There are a lot of pretty cool interactives at The Best Sites For Learning About Immigration In The United States. And Vox has just created a new one: Watch how immigration in America has changed since 1820. The title is self-explanatory.
The American Archive of Public Broadcasting is a joint project of the Library of Congress and WGBH in Boston. It has tens of thousands of hours of programming from local public radio and TV stations across the country. It has a few organized sections, including one on the Civil Rights Movement (which includes interviews with major Civil Rights leaders) and also a very friendly search function. I was excited to see it contained several interviews and lectures by Saul Alinsky that I’m looking forward to exploring (see The Best Sites To Learn About Saul Alinsky).It also contains a number of interviews with Cesar Chavez. The sound quality of the shows I’ve listened to are excellent, too.
American Panorama is an “Atlas of U.S. History” from Richmond University. Right now, it has several interactive historical maps tracing historical trends over time, including ones for “forced migration of enslaved people,” “The Overland Trails,” “Canals,” and “Foreign Born Population.” They have plans to add several more. I think the one of “Foreign-Born Population” is particularly useful, and I’m adding a direct link to it to The Best Sites For Learning About Immigration In The United States.

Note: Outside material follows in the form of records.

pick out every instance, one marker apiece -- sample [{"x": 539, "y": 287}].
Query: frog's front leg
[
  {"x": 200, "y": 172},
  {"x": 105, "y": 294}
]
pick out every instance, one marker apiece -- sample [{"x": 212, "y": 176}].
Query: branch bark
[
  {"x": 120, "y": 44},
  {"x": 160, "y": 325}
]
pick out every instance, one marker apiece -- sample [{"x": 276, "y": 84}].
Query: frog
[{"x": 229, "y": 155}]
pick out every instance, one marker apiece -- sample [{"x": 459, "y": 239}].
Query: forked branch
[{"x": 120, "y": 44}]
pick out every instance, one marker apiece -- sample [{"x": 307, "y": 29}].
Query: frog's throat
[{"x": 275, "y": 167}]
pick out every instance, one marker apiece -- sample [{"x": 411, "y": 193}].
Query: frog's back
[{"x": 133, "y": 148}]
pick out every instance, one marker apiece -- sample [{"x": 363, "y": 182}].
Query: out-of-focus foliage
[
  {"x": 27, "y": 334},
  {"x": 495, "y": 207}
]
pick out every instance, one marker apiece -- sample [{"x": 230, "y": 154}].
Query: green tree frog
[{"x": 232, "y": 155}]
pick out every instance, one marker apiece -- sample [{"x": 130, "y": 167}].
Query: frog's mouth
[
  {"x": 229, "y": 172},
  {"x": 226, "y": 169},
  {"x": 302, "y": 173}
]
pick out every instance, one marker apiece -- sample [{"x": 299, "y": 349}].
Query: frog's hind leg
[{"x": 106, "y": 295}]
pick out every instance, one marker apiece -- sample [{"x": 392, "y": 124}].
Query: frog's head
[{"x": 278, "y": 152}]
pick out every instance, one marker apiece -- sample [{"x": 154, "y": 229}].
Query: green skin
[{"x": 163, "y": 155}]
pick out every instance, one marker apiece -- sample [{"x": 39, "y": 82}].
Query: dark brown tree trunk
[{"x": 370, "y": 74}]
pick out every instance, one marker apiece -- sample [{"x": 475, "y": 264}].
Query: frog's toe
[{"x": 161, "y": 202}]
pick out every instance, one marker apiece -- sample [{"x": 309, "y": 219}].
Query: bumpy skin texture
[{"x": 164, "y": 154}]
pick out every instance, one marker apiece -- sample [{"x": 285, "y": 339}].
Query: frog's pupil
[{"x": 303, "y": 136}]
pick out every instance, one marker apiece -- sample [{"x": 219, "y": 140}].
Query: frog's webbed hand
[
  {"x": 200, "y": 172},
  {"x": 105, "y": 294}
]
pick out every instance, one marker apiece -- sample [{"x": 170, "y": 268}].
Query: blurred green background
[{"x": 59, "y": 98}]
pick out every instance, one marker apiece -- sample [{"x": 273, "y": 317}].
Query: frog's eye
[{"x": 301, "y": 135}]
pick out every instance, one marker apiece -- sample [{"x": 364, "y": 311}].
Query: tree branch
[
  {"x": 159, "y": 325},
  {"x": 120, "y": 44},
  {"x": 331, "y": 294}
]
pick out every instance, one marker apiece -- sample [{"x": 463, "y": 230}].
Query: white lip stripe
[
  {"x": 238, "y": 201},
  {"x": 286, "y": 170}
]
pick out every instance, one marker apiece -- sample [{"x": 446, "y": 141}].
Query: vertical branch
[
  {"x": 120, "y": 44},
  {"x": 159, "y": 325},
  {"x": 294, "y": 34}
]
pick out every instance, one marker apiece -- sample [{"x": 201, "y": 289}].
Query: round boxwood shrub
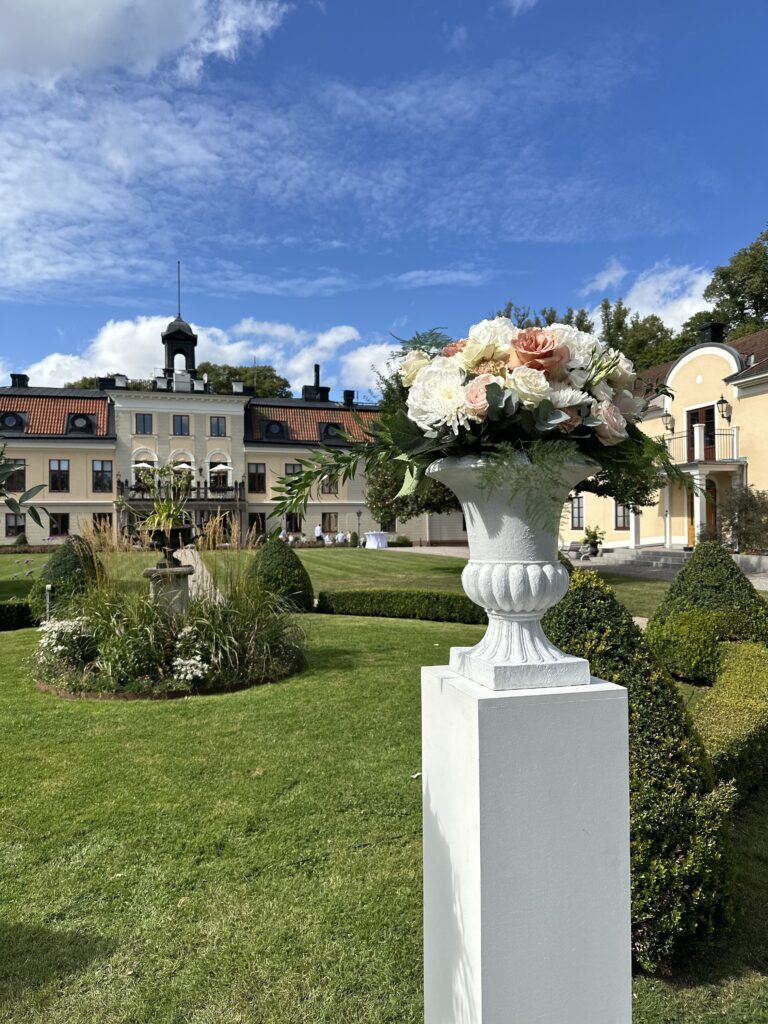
[
  {"x": 711, "y": 581},
  {"x": 71, "y": 567},
  {"x": 689, "y": 643},
  {"x": 680, "y": 820},
  {"x": 280, "y": 570}
]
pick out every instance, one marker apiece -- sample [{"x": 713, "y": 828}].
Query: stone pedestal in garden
[
  {"x": 170, "y": 587},
  {"x": 525, "y": 776}
]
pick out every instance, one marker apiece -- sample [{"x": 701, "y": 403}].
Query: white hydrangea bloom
[{"x": 436, "y": 397}]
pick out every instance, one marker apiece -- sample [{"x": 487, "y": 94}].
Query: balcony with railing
[
  {"x": 197, "y": 493},
  {"x": 699, "y": 444}
]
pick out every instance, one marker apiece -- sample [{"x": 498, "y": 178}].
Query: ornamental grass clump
[
  {"x": 123, "y": 642},
  {"x": 680, "y": 820}
]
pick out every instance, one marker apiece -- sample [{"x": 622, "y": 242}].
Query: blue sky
[{"x": 332, "y": 171}]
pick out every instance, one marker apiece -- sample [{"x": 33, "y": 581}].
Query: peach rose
[
  {"x": 453, "y": 348},
  {"x": 539, "y": 348},
  {"x": 474, "y": 395}
]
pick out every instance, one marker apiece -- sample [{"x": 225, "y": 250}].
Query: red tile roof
[
  {"x": 303, "y": 422},
  {"x": 49, "y": 415}
]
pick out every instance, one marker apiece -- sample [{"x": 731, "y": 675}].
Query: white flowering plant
[{"x": 554, "y": 393}]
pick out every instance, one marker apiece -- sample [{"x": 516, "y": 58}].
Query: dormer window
[
  {"x": 275, "y": 430},
  {"x": 330, "y": 432},
  {"x": 15, "y": 422},
  {"x": 81, "y": 423}
]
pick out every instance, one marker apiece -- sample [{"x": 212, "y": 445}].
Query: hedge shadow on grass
[{"x": 32, "y": 955}]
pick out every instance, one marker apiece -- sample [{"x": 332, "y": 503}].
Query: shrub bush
[
  {"x": 15, "y": 615},
  {"x": 680, "y": 820},
  {"x": 124, "y": 642},
  {"x": 71, "y": 567},
  {"x": 689, "y": 643},
  {"x": 279, "y": 569},
  {"x": 712, "y": 581},
  {"x": 431, "y": 605},
  {"x": 732, "y": 718}
]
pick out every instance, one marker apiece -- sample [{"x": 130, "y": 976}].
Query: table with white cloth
[{"x": 374, "y": 540}]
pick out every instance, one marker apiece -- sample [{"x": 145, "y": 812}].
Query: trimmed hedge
[
  {"x": 689, "y": 643},
  {"x": 15, "y": 614},
  {"x": 436, "y": 606},
  {"x": 680, "y": 820},
  {"x": 732, "y": 718},
  {"x": 711, "y": 581},
  {"x": 281, "y": 571}
]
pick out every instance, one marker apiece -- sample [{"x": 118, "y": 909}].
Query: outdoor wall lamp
[{"x": 724, "y": 408}]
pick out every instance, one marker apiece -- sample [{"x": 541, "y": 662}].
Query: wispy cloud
[
  {"x": 133, "y": 347},
  {"x": 138, "y": 36},
  {"x": 611, "y": 274}
]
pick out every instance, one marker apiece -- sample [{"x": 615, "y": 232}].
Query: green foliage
[
  {"x": 742, "y": 518},
  {"x": 738, "y": 290},
  {"x": 15, "y": 614},
  {"x": 265, "y": 381},
  {"x": 679, "y": 840},
  {"x": 732, "y": 718},
  {"x": 689, "y": 643},
  {"x": 70, "y": 569},
  {"x": 425, "y": 604},
  {"x": 279, "y": 569},
  {"x": 712, "y": 581},
  {"x": 122, "y": 641}
]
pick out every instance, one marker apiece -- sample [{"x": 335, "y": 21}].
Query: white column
[
  {"x": 698, "y": 441},
  {"x": 526, "y": 861}
]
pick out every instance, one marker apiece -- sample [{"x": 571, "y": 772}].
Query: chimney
[{"x": 711, "y": 333}]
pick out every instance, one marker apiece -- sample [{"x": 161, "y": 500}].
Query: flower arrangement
[{"x": 554, "y": 394}]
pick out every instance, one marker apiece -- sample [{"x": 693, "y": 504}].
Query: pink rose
[
  {"x": 613, "y": 428},
  {"x": 474, "y": 395},
  {"x": 539, "y": 348},
  {"x": 453, "y": 348}
]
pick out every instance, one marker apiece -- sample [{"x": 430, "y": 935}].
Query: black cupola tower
[{"x": 178, "y": 337}]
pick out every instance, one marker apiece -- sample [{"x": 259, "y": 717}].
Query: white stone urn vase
[{"x": 513, "y": 570}]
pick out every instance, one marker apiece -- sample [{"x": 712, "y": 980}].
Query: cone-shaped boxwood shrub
[
  {"x": 680, "y": 821},
  {"x": 280, "y": 570},
  {"x": 71, "y": 567},
  {"x": 712, "y": 581}
]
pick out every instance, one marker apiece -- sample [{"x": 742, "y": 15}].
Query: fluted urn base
[{"x": 514, "y": 573}]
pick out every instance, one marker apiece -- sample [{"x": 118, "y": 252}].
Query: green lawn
[
  {"x": 256, "y": 857},
  {"x": 356, "y": 568}
]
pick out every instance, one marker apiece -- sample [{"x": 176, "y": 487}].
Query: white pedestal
[{"x": 526, "y": 860}]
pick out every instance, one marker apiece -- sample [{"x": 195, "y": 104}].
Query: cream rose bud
[
  {"x": 500, "y": 333},
  {"x": 623, "y": 375},
  {"x": 412, "y": 365},
  {"x": 631, "y": 408},
  {"x": 612, "y": 430},
  {"x": 531, "y": 385}
]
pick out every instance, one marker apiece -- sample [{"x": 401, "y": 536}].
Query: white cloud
[
  {"x": 358, "y": 367},
  {"x": 674, "y": 293},
  {"x": 519, "y": 6},
  {"x": 134, "y": 347},
  {"x": 611, "y": 274},
  {"x": 47, "y": 40}
]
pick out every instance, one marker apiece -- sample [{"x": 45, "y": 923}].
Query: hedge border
[{"x": 426, "y": 605}]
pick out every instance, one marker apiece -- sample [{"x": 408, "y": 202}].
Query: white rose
[
  {"x": 436, "y": 397},
  {"x": 612, "y": 430},
  {"x": 412, "y": 365},
  {"x": 623, "y": 374},
  {"x": 531, "y": 385},
  {"x": 500, "y": 333}
]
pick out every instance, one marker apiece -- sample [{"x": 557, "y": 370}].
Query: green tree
[
  {"x": 738, "y": 290},
  {"x": 265, "y": 381}
]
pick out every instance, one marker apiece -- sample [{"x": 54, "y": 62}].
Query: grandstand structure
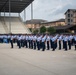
[{"x": 14, "y": 25}]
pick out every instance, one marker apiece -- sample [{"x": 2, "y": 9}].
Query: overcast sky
[{"x": 50, "y": 9}]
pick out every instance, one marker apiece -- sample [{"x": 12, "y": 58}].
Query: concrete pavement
[{"x": 33, "y": 62}]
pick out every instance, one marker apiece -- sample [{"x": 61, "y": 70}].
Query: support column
[
  {"x": 31, "y": 13},
  {"x": 9, "y": 16},
  {"x": 24, "y": 15},
  {"x": 0, "y": 14},
  {"x": 19, "y": 15},
  {"x": 4, "y": 15}
]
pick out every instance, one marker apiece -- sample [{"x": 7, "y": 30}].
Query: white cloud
[{"x": 50, "y": 9}]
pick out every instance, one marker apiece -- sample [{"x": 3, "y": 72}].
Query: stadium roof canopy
[{"x": 16, "y": 6}]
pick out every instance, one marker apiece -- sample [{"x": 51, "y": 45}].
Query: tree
[
  {"x": 35, "y": 31},
  {"x": 30, "y": 29},
  {"x": 42, "y": 29},
  {"x": 51, "y": 30}
]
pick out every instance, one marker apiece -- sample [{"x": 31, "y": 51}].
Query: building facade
[
  {"x": 70, "y": 17},
  {"x": 36, "y": 24}
]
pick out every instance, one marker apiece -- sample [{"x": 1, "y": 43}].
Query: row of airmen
[{"x": 42, "y": 41}]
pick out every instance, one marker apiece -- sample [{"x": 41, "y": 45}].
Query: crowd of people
[{"x": 41, "y": 41}]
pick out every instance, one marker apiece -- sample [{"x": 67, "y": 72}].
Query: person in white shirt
[
  {"x": 34, "y": 41},
  {"x": 48, "y": 41},
  {"x": 70, "y": 37},
  {"x": 43, "y": 42},
  {"x": 60, "y": 39},
  {"x": 11, "y": 40},
  {"x": 65, "y": 42},
  {"x": 75, "y": 41},
  {"x": 38, "y": 41},
  {"x": 54, "y": 42}
]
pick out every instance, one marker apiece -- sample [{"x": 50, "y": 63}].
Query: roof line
[{"x": 4, "y": 5}]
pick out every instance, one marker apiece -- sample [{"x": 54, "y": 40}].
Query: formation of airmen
[{"x": 41, "y": 41}]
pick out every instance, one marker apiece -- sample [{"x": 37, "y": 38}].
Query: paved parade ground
[{"x": 33, "y": 62}]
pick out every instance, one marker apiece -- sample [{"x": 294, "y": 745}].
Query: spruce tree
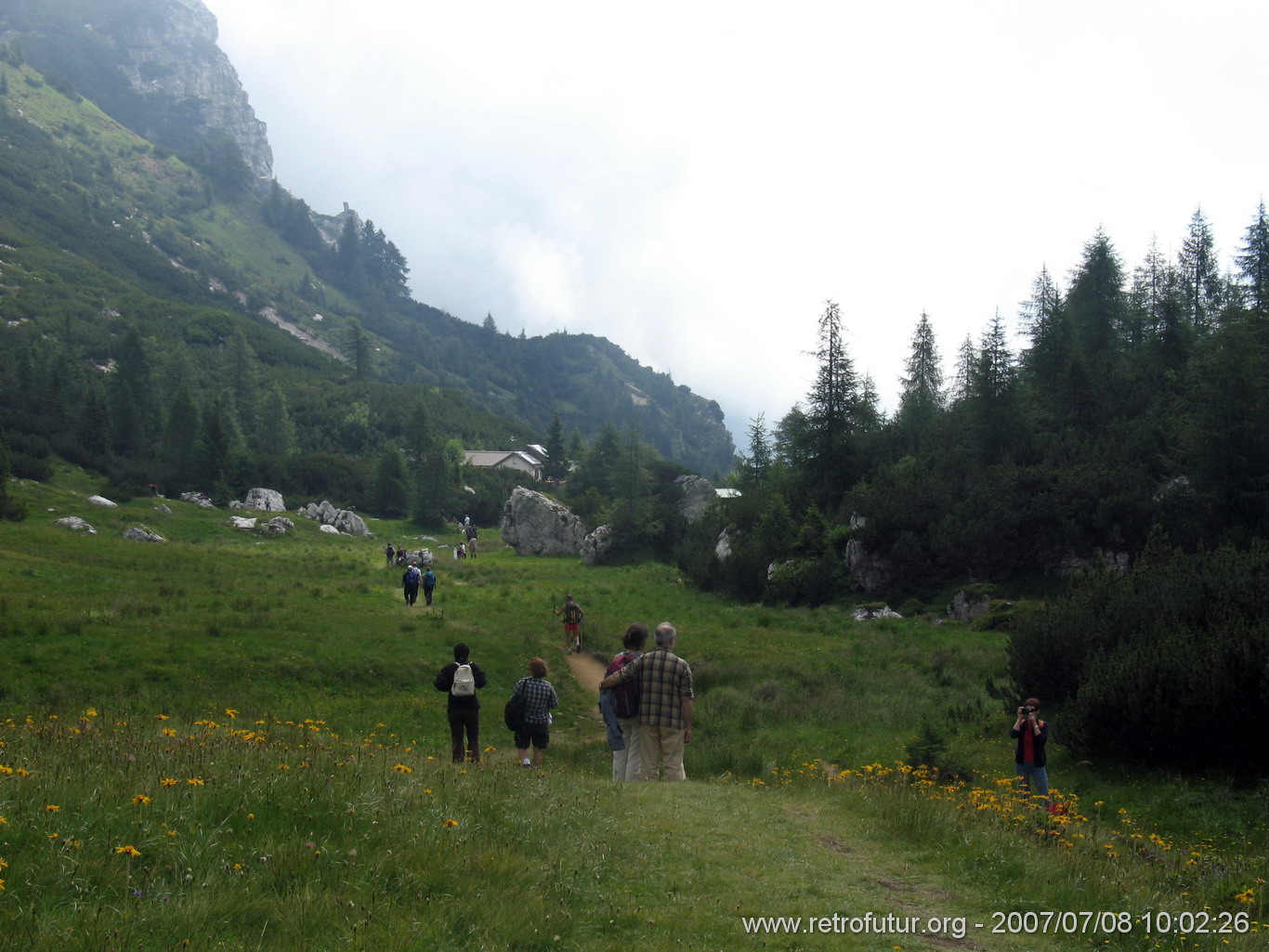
[
  {"x": 1254, "y": 263},
  {"x": 1200, "y": 276},
  {"x": 922, "y": 397}
]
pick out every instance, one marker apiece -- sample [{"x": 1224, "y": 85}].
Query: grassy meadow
[{"x": 231, "y": 741}]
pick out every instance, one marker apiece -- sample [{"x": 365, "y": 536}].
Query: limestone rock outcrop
[
  {"x": 696, "y": 495},
  {"x": 75, "y": 525},
  {"x": 534, "y": 525},
  {"x": 343, "y": 521},
  {"x": 268, "y": 499},
  {"x": 142, "y": 535}
]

Chronas is a new site that lets you used a time “slider” at the bottom to see how the world looked at pretty much any given date during the past 2000 years. If you click on the countries/regions/empires shown, then it will show you the appropriate Wikipedia entry. It’s still working out its kinks — it wouldn’t let me view it on a mobile device and, even though it says you can view it on browsers other than Chrome – I wouldn’t.